I think it is becoming apparent to those around me that I am pregnant. A couple of the volunteers the other day were giving me weird looks. I guess it should be obvious, considering it's now five months. It makes me nervous to think about having to talk to all these people about this pregnancy, these people who didn't know me until months after Serenity had died, don't know that I lost a my first daughter, that I had a d&c a week before starting this part-time job. And now, I am afraid, it will be open season on Ya Chun's body, lifestyle, shopping choices etc. I only have a few coworkers, who are mostly kinda in the know, but I have about 20 different voulunteers, many of whom like to over-share. I don't reciprocate the over-sharing tendancies. Let's hope it is a really really busy day with lots of guests coming in asking gardening questions on Thursday!
Yesteday and today my girlie parts are all achy and hurting. I guess my pelvis is rearranging.

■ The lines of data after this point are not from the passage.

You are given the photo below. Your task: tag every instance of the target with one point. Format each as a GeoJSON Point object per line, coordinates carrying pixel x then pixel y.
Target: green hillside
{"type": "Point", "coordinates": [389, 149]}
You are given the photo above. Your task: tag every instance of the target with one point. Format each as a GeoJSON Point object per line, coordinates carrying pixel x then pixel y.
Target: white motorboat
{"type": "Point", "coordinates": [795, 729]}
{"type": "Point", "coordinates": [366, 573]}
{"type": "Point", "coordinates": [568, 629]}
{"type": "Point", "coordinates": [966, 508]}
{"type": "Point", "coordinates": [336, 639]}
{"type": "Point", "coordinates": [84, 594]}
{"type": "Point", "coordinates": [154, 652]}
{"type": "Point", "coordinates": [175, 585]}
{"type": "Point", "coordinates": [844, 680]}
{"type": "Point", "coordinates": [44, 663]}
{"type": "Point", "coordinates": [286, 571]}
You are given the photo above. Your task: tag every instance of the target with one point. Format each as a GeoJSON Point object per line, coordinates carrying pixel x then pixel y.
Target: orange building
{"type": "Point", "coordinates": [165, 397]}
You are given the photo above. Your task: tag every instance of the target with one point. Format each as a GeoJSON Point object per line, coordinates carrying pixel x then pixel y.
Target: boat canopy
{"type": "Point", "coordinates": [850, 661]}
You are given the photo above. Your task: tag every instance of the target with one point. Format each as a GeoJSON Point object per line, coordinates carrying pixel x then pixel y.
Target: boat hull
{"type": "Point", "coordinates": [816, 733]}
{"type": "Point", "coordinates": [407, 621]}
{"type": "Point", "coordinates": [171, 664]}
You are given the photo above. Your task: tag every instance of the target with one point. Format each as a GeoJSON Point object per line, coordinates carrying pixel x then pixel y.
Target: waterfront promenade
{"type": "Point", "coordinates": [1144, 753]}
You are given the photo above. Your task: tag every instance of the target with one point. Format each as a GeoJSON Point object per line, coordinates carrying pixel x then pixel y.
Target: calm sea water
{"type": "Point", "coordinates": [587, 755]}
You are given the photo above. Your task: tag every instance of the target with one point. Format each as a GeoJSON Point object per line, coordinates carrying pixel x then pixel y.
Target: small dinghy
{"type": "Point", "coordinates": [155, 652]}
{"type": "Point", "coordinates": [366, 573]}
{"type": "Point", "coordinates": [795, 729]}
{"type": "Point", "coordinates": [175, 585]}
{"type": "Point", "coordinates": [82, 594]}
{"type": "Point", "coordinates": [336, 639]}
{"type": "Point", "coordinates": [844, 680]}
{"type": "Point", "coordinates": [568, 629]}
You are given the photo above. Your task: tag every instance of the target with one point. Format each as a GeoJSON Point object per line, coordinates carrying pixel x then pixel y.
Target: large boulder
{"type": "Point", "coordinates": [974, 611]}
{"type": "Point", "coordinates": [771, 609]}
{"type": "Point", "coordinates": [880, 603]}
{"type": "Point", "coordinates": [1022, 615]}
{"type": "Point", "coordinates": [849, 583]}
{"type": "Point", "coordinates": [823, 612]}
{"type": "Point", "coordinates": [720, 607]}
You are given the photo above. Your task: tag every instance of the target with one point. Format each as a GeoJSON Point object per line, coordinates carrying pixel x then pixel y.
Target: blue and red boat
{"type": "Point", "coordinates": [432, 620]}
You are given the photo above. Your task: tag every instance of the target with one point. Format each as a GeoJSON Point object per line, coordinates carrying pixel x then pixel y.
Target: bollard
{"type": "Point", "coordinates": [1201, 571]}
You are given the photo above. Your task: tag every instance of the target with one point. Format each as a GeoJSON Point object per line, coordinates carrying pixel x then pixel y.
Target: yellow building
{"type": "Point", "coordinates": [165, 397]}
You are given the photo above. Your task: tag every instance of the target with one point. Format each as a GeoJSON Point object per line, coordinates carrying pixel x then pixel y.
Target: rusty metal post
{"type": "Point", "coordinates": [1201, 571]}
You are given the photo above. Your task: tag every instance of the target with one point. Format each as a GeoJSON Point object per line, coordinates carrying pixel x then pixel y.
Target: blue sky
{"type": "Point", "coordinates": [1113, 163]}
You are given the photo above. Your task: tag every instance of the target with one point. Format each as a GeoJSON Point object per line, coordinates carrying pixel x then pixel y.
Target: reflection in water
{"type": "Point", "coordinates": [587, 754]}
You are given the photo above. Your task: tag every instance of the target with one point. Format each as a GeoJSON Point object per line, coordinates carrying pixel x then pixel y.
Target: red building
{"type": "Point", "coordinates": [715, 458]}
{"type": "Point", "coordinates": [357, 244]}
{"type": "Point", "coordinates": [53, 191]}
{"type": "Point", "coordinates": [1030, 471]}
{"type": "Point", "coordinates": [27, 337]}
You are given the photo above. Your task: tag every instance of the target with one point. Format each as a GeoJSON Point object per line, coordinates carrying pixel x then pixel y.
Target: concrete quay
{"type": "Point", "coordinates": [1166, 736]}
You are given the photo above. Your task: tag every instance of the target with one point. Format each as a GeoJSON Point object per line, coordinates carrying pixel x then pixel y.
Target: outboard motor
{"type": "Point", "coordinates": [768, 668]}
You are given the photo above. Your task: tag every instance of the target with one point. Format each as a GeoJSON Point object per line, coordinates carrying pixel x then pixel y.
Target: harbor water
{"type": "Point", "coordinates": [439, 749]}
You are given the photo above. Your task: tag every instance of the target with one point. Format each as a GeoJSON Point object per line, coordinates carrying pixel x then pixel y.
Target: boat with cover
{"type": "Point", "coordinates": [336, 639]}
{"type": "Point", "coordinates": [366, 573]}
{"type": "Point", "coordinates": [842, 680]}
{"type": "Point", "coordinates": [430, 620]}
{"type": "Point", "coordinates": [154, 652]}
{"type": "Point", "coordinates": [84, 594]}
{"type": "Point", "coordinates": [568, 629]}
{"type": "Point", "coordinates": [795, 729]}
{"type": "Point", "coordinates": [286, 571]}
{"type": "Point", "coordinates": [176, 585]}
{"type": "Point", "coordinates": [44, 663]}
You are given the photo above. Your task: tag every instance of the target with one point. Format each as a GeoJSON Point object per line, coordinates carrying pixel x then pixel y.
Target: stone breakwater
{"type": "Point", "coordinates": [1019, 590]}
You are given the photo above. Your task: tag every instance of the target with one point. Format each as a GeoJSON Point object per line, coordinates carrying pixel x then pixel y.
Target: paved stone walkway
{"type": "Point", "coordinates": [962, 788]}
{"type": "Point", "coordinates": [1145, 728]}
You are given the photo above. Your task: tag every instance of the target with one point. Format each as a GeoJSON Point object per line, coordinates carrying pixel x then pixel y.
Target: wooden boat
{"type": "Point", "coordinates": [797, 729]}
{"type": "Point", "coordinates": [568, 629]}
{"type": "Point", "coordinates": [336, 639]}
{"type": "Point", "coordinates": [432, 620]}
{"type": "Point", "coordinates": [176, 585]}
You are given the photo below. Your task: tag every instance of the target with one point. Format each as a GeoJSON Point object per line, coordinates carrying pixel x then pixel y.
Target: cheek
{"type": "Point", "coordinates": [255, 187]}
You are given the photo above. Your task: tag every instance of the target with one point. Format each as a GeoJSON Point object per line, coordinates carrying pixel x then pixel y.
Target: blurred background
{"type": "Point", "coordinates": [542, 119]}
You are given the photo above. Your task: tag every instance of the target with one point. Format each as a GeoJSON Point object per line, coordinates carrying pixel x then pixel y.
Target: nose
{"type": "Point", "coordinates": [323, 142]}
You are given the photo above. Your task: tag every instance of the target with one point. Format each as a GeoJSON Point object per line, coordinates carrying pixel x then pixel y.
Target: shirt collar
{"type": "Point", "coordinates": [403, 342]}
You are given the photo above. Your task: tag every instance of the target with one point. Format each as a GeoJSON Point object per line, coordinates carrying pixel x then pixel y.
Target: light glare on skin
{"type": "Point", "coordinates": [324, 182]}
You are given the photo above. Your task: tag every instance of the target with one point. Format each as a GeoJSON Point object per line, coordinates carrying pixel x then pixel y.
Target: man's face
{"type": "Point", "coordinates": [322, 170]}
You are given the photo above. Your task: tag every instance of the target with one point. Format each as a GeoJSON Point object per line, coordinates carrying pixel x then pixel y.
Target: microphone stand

Beanie - please stop rearranging mama's furniture please - she kinda needs to be able to walk.
I can't stand up or sit down. I am fine in one place, but not hte transition. Also, now I am walking around like a geisha girl, with tiny little steps trying not to get anything out of place.
I have been feeling Beanie move. Last night she was clunking around int here for a good while. It makes me happy.
The last week I have had a general sense of well-being. It's kinda nice - I forgot what this felt like. I think I was depressed at the onset of the pregnancy - I was like an invalid, between the morning sickness, exhaustion and back pain. The chiropractor is making progress on the back, which helps, and it was actually sunny here for a few days, which really helped. And, Beanie makes me happy, especially now that I can feel her and we had a good ultrasound. And I know that it's a girl. I like knowing, I guess it makes it more real to me.
Well, that was a bit of a ramble - can I blame it on pregnancy brain?